« Je regarde le monde, je lis et je sens tout ce qu’il est, puis je le déforme », disait Jacqueline de Jong. Celle qui vivait et travaillait entre les Pays-Bas et la France est décédée des suites d’une maladie le samedi 29 juin 2024, à Amsterdam, aux Pays-Bas. Elle était née à Hengelo, en Hollande, en 1939, dans une famille juive, de parents collectionneurs d’art. Jacqueline de Jong avait dû fuir son pays avec l’arrivée du nazisme.
À la fin des années 1950, elle étudie l’histoire de l’art et devient l’assistante de Willem Sandberg, directeur du Stedelijk Museum d’Amsterdam. Elle découvre les idées de l’Internationale situationniste en fréquentant les artistes allemands du Gruppe SPUR. Elle entretiendra au début des années 1960 une relation amoureuse avec Asger Jorn et sera en contact avec Guy Debord, tous deux initiateurs de l’Internationale situationniste.
En 1962, paraît le premier numéro de sa revue Situationist Times, qu’elle dirige jusqu’en 1967, malgré sa mise à l’écart et celle des artistes du groupe par l’Internationale situationniste qui souhaite se tourner vers un activisme plus politique. Elle développe alors un « art figuratif, expressionniste, qui utilise un bestiaire à la fois monstrueux et naïf, hérité de CoBrA (Suicide Paintings, Accidental Paintings, Le Salau et les Salopards [sic]), résume le musée d’art moderne de Paris (MAM).
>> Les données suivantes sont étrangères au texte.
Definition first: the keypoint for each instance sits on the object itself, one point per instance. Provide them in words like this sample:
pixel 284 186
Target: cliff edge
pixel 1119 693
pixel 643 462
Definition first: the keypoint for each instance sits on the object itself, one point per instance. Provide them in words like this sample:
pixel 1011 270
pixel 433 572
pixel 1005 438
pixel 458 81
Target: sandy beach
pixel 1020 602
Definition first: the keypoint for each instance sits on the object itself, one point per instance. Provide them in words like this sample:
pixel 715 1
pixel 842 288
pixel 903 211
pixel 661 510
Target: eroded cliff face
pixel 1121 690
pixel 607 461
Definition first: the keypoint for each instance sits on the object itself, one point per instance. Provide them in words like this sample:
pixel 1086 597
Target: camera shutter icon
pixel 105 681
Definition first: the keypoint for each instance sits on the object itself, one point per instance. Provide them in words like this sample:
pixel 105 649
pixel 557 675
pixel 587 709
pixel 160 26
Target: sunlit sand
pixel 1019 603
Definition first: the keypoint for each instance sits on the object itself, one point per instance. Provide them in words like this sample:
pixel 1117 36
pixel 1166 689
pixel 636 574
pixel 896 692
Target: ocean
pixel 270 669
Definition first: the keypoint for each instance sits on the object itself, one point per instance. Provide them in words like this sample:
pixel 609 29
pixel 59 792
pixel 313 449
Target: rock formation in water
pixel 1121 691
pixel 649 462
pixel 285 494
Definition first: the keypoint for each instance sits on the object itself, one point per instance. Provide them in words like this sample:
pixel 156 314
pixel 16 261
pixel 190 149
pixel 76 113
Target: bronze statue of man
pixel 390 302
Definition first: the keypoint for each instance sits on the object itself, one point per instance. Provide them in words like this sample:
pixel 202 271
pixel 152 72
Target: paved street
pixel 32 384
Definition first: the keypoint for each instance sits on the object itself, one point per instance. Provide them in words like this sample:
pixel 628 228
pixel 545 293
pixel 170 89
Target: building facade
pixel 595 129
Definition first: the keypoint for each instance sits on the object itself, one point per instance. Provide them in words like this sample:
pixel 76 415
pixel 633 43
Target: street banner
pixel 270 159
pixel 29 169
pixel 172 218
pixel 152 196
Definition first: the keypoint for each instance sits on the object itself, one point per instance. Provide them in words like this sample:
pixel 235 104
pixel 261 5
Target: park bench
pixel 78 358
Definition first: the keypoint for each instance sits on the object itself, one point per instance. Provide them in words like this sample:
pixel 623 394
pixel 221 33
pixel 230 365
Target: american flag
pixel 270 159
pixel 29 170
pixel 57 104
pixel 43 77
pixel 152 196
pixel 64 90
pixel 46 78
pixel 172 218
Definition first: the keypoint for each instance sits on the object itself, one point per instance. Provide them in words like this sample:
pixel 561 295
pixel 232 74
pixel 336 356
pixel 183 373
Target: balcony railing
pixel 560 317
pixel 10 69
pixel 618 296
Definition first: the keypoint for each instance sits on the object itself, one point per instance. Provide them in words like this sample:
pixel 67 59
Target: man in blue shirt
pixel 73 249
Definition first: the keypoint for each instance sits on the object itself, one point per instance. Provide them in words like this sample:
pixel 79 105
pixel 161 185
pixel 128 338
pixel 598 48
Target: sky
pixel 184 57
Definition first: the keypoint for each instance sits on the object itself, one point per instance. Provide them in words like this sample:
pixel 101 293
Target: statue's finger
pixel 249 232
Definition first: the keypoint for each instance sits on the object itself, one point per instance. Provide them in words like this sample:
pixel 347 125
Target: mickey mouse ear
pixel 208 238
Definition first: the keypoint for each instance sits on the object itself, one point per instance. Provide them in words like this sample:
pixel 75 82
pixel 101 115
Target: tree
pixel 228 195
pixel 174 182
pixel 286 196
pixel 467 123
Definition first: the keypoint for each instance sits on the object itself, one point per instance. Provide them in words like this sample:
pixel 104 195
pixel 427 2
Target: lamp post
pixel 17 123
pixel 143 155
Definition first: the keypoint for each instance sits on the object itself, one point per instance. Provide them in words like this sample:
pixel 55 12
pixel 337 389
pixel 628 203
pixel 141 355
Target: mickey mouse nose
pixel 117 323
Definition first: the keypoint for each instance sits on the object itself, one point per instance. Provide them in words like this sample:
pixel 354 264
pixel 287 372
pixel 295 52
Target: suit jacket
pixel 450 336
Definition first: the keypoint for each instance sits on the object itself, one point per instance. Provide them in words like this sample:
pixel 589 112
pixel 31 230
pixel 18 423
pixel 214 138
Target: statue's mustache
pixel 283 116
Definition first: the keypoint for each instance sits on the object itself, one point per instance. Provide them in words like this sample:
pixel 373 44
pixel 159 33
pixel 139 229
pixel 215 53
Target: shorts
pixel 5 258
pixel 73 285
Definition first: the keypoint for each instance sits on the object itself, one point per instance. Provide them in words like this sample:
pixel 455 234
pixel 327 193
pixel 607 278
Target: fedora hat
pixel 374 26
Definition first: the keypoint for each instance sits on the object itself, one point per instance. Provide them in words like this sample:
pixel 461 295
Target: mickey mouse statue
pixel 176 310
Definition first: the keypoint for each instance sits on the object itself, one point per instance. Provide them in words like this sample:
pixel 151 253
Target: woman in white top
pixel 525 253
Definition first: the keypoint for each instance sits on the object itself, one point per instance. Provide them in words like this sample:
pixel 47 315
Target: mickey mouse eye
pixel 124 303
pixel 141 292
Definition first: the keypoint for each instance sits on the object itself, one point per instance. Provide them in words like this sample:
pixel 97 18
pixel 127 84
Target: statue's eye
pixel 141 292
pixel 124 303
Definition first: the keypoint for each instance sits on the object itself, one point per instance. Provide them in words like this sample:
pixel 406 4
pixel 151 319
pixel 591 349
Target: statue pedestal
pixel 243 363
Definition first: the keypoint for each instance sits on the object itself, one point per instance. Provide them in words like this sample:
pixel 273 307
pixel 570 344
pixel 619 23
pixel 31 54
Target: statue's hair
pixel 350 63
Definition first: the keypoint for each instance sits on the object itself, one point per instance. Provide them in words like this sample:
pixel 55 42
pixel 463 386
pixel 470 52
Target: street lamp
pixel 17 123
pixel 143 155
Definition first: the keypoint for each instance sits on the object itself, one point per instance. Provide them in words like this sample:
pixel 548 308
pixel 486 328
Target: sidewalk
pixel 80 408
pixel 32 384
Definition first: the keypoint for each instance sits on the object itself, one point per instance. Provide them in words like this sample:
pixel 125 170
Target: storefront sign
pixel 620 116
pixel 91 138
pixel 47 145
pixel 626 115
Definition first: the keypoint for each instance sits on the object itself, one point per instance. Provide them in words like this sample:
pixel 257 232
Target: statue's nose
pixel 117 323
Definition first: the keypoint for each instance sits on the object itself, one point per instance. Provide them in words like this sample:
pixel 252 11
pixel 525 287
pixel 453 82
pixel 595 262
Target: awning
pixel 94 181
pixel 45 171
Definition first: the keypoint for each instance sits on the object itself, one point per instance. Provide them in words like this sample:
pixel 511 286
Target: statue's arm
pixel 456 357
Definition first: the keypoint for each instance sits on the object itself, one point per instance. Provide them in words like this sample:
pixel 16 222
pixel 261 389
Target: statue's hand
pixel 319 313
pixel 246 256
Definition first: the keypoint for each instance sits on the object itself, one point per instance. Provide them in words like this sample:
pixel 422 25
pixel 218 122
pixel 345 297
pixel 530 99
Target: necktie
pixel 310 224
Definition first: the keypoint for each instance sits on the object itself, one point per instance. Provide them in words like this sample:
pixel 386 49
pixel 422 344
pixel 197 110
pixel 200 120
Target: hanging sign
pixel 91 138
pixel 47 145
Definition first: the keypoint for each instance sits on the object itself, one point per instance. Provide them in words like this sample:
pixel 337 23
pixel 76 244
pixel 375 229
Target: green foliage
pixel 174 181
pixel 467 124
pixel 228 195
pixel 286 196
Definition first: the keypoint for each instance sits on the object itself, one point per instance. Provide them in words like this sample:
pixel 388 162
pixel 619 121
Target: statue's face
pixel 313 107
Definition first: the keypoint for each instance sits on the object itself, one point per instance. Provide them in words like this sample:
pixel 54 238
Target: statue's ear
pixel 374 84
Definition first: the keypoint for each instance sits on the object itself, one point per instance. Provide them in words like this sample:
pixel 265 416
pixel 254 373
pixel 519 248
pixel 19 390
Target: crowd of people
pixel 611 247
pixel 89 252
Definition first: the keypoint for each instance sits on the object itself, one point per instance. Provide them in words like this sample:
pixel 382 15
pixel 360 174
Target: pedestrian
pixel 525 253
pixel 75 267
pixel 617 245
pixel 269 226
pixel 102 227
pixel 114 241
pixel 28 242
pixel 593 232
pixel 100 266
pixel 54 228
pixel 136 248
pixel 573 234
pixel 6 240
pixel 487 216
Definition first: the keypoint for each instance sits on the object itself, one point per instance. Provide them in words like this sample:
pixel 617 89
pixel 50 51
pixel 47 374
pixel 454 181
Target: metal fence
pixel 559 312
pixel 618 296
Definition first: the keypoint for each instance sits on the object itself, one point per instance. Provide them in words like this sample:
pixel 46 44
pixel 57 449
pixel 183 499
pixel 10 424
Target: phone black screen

Sa peinture emprunte aussi aux objets courants – paravent, miroir ou valise – en écho aux combine-paintings et au détournement situationniste ». Elle participe activement aux événements de Mai 1968, mais le durcissement des conditions de séjour des étrangers en France la contraint à retourner vivre à Amsterdam.
En 1971, elle réalise une série d’œuvres, qui prend la forme d’un journal intime, intitulée les Chroniques d’Amsterdam. Il s’agit d’une des réalisations les plus emblématiques de l’artiste. « L’œuvre de Jacqueline de Jong permet de témoigner de l’évolution de l’art hollandais post-CoBrA, et se met en relation avec l’émergence d’une génération d’artistes femmes qui prend la parole en revendiquant un récit à la première personne dans les années 1960 et 1970 », explique encore le MAM, qui possède plusieurs œuvres de l’artiste.
Jacqueline de Jong a bénéficié d’une exposition personnelle au Moderna Museet, à Stockholm, en 2012, mais aussi d’une rétrospective en 2018 au musée des Abattoirs à Toulouse, ainsi qu’au Stedelijk Museum à Amsterdam en 2019. Elle a également reçu en 2019 le Prix d’honneur d’AWARE (Archives of Women Artists Research and Exhibitions).
Ses œuvres sont présentes dans des collections publiques en France et à l’étranger telles que le Cobra Museum voor Moderne Kunst à Amstelveen, aux Pays-Bas ; le musée national d’Art moderne – Centre Pompidou et la Bibliothèque nationale de France (BnF) à Paris ; le Museum of Amherst University à Amherst, dans le Massachusetts, aux États-Unis ; le KunstCentret Silkeborg Bad à Silkeborg, au Danemark ; le musée Lenbachhaus à Munich, en Allemagne ; le Henie Onstad Kunstsenter près d’Oslo, en Norvège. Ses archives sont conservées par la Beinecke Rare Book and Manuscript Library de l’université de Yale à New Haven, dans le Connecticut, aux États-Unis.
La galerie Allen, qui la représente, a indiqué qu’elle « poursuivra son travail » en organisant une exposition personnelle à Paris dans sa galerie en octobre, ainsi qu’à la foire Art Basel Paris en octobre, mais aussi à Art Basel Miami Beach, en décembre 2024. « Ses publications, peintures et sculptures s’étendent sur plus de cinq décennies, dans lesquelles les motifs de l’érotisme, du désir, de la violence et de l’humour reviennent avec une progression irrépressible, passant d’un style à l’autre, de la peinture expressionniste à la nouvelle figuration et au pop art, et se réinventant constamment tout en adhérant à sa vision personnelle pionnière », a précisé la galerie.